To maximize the likelihood function, we can take the logarithm of the likelihood function and differentiate it with respect to θ. This is because the logarithm is a monotonically increasing function, so maximizing the log-likelihood is equivalent to maximizing the likelihood itself.

Taking the logarithm, we have ln(L(θ)) = Σln(fθ(Xi)). Now, differentiating with respect to θ:

∂/∂θ ln(L(θ)) = ∂/∂θ Σln(fθ(Xi))
= Σ ∂/∂θ ln(fθ(Xi))
= Σ [(1/θ - 1) + ln(Xi)]

Setting the derivative equal to zero, we have Σ [(1/θ - 1) + ln(Xi)] = 0. Rearranging the equation, we get:

Σ ln(Xi) = n - θ

Solving for θ, we get:

ˆθ = n / (Σ ln(Xi)).

(c) To compute the Fisher information, we need to find the expected value of the second derivative of the log-likelihood function with respect to θ. The Fisher information is defined as I(θ) = -E(∂²/∂θ² ln(L(θ))).

Differentiating the log-likelihood function with respect to θ, we get:

∂/∂θ ln(L(θ)) = Σ [(1/θ - 1) + ln(Xi)]

Taking the second derivative, we get:

∂²/∂θ² ln(L(θ)) = -n/θ²

Taking the expected value, we have:

E(∂²/∂θ² ln(L(θ))) = -n/θ²

Therefore, the Fisher information is I(θ) = n/θ².

(d) As n grows large, the distribution of √nˆθ approaches a normal distribution. This is due to the central limit theorem, which states that the sample mean of a large number of independent and identically distributed random variables will be approximately normally distributed.

(e) The asymptotic variance V(ˆθ) of ˆθ can be computed using the inverse of the Fisher information. Therefore, V(ˆθ) = 1/I(θ).

From part (c), we know that the Fisher information is I(θ) = n/θ². Substituting this into the formula for the asymptotic variance, we have:

V(ˆθ) = 1/(n/θ²) = θ²/n.

(f) To find the shortest confidence interval for θ with asymptotic level 85% using the plug-in method, we can use the MLE ˆθ as an estimator for θ and construct a confidence interval based on the asymptotic variance.

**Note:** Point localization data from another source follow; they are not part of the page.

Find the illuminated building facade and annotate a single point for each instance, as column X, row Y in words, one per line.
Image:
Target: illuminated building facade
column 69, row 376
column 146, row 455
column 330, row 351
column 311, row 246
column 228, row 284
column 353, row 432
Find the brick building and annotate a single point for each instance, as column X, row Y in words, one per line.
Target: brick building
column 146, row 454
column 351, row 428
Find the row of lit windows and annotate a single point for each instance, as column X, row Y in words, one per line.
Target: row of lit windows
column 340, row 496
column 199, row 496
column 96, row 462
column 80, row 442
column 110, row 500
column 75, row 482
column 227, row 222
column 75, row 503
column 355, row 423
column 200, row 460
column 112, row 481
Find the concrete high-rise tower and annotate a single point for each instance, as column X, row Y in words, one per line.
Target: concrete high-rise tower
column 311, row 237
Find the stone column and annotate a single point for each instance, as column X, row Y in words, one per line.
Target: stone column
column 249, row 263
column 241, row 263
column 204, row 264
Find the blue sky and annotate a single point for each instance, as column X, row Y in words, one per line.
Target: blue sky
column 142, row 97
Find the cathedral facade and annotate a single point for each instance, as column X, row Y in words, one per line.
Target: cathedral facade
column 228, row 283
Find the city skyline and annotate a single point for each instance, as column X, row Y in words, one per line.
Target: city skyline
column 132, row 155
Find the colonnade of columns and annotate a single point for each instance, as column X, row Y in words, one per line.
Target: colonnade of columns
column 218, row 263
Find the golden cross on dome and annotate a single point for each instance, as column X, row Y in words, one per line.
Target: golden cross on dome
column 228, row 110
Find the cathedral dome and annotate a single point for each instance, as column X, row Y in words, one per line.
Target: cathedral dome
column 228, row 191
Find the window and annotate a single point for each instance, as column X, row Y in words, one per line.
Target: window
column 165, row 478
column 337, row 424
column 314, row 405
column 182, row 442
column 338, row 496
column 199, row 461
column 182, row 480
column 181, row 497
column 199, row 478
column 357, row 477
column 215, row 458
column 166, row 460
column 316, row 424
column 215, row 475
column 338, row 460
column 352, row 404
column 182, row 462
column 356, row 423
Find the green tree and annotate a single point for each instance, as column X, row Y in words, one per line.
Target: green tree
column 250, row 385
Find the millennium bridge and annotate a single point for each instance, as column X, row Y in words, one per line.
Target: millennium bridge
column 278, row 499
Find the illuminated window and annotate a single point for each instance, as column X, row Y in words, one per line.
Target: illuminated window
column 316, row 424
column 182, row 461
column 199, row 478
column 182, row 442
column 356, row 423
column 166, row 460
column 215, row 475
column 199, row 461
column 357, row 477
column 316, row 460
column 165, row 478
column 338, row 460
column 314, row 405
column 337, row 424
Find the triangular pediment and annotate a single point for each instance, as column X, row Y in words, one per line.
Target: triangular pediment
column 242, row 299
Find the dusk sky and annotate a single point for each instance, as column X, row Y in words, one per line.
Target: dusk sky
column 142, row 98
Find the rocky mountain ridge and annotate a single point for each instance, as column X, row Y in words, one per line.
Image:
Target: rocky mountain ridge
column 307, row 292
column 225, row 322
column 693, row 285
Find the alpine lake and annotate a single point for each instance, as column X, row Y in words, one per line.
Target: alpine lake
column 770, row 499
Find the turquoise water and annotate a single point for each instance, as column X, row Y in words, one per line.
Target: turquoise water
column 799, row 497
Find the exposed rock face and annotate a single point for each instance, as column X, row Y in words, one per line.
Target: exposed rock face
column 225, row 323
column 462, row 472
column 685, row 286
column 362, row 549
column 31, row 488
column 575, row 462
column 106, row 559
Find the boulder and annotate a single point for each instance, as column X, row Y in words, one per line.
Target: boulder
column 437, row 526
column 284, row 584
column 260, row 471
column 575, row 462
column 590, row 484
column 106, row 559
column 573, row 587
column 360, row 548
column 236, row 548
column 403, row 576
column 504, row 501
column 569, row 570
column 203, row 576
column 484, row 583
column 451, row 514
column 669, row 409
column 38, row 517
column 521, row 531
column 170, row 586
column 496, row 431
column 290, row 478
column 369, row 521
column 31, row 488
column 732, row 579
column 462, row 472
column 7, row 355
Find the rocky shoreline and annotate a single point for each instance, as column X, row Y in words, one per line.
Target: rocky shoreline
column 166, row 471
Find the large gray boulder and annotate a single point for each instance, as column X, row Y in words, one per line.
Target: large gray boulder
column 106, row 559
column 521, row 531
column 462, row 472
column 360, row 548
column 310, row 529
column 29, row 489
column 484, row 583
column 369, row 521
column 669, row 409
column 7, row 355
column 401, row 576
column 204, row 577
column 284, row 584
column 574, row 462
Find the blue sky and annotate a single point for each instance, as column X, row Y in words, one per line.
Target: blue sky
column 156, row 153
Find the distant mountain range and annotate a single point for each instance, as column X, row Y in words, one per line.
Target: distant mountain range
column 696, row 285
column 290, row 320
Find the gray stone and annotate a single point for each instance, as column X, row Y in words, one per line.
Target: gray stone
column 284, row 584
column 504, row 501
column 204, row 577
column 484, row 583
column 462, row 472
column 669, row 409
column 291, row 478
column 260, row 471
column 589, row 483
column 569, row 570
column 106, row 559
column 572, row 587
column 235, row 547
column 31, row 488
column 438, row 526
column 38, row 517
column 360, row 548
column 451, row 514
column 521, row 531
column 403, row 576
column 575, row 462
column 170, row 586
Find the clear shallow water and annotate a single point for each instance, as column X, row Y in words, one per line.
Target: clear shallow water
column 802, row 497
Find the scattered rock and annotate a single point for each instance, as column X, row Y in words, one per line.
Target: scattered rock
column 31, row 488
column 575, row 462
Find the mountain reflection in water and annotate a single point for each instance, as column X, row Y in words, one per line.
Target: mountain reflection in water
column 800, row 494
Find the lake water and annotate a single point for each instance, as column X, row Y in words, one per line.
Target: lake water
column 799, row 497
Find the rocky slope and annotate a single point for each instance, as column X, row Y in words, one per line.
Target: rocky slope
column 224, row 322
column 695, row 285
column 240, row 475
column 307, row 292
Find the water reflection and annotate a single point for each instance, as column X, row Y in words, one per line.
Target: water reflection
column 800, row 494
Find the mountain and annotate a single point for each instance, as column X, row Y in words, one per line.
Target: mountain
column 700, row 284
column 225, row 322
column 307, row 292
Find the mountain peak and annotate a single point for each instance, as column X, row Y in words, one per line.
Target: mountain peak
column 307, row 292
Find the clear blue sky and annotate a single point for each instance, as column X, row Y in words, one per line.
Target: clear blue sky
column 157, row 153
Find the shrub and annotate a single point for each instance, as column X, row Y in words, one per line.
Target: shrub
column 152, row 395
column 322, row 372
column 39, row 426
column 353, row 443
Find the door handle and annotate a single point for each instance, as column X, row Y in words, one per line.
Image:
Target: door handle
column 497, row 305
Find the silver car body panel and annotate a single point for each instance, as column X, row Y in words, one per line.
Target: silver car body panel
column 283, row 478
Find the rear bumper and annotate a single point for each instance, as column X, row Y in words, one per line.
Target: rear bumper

The general formula for a confidence interval using the plug-in method is:

ˆθ ± z(α/2) * sqrt(V(ˆθ))

where ˆθ is the MLE, z(α/2) is the critical value corresponding to the desired confidence level (85% in this case), sqrt(V(ˆθ)) is the standard error of the estimator, and V(ˆθ) is the estimated asymptotic variance as computed in part (e).

Substituting the values into the formula, we have:

ˆθ ± z(0.15/2) * sqrt(V(ˆθ))

Simplifying further, we have:

ˆθ ± z(0.075) * sqrt(θ²/n)

Note: The critical value z(0.075) can be looked up from the standard normal distribution table or calculated using appropriate software.

Therefore, to find the shortest confidence interval, we need to determine the values of ˆθ, z(0.075), θ, and n.